Quinze anos após ter ficado tetraplégico, Cláudio Drewes José de Siqueira, de 31 anos, realizará na segunda-feira o sonho de tomar posse como procurador da República. Ele foi classificado em 23º lugar num concurso com provas escrita e oral e do qual participaram mais de 5 mil candidatos. Na Procuradoria da República em Goiás, onde deverá trabalhar pelo menos no início, ele quer se dedicar também à defesa dos direitos dos deficientes. Ele será o primeiro procurador tetraplégico do Ministério Público Federal (MPF). Em 1988, aos 16 anos, ele perdeu os movimentos de quase todo o corpo após mergulhar em águas rasas em Brasília, onde morava. Apesar de movimentar apenas a cabeça, "quase igual ao Christopher Reeve (ator americano que ficou tetraplégico ao cair de um cavalo)", Siqueira obteve conquistas importantes. Há três anos, passou a procurador de Goiás. Na prova para a Procuradoria-Geral da República, teve apenas 30 minutos a mais que os outros candidatos. Ditou as respostas para um fiscal, fez correções e o texto foi transcrito à mão por outra pessoa já que, pelas regras, o teste tinha de ser escrito.

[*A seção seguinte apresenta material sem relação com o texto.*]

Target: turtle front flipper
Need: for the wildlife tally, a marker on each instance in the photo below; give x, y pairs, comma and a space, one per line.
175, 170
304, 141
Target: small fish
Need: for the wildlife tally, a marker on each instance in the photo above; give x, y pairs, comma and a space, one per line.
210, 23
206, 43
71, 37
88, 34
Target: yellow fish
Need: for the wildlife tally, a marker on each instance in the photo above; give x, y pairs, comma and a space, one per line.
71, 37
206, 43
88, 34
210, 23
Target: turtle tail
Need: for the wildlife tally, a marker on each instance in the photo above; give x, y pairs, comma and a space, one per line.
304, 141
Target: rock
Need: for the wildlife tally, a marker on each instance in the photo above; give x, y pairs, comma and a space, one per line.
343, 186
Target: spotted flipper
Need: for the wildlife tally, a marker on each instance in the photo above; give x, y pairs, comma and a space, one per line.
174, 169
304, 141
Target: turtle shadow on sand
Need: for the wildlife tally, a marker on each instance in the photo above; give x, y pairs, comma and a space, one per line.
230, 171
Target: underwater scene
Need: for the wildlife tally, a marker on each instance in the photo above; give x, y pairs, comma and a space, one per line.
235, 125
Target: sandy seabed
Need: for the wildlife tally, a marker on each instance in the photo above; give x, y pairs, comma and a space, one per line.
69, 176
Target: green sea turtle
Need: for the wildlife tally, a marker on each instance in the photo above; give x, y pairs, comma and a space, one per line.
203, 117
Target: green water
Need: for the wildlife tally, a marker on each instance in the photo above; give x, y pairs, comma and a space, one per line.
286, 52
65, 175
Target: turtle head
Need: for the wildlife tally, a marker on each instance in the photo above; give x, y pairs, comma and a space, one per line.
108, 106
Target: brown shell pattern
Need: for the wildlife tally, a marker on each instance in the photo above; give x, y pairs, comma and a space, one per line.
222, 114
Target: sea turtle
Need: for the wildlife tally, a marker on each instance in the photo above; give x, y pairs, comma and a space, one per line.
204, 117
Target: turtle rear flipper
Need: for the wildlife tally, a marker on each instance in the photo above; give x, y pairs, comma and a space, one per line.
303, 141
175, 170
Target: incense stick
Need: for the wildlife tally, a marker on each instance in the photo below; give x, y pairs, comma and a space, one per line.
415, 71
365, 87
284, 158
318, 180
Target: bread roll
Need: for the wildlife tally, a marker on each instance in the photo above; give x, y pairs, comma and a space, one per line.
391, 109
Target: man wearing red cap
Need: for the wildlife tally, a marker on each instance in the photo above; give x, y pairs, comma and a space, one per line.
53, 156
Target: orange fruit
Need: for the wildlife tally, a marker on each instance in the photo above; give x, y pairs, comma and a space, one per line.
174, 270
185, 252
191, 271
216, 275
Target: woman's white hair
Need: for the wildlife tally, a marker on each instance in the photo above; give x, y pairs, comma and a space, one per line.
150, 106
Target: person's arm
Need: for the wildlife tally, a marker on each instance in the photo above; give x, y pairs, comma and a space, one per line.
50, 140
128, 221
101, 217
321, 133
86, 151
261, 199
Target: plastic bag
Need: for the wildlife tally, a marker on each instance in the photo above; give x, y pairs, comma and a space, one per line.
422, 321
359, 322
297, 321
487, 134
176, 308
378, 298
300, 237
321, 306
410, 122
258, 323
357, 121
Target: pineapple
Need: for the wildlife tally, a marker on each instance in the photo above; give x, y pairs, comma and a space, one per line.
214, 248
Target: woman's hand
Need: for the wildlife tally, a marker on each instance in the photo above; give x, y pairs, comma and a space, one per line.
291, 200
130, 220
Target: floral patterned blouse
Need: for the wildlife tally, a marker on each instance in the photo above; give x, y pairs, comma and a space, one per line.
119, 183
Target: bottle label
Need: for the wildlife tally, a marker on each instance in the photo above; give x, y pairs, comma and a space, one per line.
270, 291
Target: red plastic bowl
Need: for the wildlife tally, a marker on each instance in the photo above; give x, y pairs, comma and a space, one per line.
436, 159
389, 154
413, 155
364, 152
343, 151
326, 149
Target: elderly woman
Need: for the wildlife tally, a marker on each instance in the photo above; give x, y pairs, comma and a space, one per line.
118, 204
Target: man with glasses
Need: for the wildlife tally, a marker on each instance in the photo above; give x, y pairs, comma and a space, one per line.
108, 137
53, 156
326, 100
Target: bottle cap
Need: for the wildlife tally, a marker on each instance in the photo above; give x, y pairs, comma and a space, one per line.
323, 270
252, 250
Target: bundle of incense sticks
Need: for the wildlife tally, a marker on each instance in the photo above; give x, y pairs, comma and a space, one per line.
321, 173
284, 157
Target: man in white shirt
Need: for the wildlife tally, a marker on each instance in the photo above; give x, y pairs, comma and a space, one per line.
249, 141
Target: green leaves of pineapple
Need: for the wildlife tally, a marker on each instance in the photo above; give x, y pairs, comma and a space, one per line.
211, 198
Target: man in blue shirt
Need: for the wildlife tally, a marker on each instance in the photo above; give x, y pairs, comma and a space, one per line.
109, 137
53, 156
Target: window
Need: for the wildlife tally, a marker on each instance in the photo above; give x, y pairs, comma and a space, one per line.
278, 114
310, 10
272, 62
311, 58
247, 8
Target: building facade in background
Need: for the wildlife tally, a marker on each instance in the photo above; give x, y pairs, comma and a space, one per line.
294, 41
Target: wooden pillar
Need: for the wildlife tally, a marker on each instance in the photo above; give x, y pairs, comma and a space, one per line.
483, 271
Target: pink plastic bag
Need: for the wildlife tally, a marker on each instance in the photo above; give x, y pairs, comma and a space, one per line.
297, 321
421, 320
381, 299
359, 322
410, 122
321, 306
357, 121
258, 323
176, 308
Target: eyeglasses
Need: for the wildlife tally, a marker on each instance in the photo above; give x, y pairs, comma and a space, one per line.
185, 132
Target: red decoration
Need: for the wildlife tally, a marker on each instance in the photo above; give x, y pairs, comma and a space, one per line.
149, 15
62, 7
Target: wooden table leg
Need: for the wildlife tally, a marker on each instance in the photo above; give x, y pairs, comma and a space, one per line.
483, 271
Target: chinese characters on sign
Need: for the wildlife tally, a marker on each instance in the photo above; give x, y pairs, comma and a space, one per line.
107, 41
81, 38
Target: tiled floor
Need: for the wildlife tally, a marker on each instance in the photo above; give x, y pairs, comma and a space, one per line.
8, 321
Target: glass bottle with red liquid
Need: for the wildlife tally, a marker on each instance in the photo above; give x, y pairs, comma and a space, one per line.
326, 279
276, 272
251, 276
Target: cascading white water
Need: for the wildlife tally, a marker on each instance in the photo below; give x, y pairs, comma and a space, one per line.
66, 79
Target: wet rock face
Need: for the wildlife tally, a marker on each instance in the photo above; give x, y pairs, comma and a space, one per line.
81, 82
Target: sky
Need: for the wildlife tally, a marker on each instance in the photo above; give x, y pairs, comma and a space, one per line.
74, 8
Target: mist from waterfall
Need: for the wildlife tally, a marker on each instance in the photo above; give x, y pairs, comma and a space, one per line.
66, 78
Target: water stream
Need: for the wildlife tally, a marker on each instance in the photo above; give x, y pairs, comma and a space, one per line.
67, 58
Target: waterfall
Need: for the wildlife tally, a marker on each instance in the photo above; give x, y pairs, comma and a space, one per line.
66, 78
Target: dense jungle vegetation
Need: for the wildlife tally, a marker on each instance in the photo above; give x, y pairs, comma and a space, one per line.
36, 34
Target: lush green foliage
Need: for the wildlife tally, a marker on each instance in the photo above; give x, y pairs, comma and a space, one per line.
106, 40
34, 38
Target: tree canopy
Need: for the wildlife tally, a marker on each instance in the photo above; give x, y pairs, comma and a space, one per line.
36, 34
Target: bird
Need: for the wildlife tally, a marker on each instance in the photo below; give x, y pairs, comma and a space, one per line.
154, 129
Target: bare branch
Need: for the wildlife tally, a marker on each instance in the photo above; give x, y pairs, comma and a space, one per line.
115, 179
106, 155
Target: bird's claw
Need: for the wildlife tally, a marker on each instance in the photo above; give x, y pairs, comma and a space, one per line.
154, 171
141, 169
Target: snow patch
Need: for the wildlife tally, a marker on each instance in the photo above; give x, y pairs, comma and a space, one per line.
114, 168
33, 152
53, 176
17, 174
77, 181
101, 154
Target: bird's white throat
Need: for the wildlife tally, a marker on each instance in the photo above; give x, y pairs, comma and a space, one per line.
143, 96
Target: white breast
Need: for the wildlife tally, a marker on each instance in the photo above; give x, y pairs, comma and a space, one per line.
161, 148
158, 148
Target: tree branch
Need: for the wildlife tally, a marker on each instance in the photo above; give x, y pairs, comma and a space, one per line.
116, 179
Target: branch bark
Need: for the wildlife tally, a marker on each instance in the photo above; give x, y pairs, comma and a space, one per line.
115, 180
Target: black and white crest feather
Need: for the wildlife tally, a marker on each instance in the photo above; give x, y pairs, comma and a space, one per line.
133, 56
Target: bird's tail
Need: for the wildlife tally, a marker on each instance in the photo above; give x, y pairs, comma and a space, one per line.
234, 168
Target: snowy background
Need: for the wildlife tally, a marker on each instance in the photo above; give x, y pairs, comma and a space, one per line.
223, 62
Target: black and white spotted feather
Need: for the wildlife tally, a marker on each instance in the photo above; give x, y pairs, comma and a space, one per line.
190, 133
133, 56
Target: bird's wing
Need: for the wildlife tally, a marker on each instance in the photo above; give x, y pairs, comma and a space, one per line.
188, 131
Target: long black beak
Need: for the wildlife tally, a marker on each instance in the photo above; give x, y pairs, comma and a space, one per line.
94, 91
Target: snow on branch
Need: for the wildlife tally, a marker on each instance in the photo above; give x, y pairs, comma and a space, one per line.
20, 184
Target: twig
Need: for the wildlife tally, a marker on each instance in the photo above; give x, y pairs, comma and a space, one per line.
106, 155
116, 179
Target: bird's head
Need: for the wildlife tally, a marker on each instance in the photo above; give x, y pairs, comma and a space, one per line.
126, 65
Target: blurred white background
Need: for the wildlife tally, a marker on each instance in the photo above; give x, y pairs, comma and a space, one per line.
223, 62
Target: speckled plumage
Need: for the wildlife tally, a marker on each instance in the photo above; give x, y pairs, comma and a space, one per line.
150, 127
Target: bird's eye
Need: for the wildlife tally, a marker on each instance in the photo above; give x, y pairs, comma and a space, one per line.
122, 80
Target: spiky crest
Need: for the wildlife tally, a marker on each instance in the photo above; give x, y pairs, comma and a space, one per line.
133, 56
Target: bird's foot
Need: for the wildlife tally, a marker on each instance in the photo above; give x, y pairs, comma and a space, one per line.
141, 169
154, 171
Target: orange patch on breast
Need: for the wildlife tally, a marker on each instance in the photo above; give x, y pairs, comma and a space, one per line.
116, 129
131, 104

Ele diz que não foi vítima de preconceito. "Os integrantes do MP são bem conscientes de seu papel na sociedade", afirma. Siqueira desenvolveu uma técnica para trabalhar. Usa uma espécie de capacete, com adaptação para o queixo semelhante a uma antena de televisão, com a qual consegue datilografar e folhear processos. Além de conquistar vaga no MPF, ele realizou outro sonho. Há quatro meses, nasceu Gustavo, seu primeiro filho.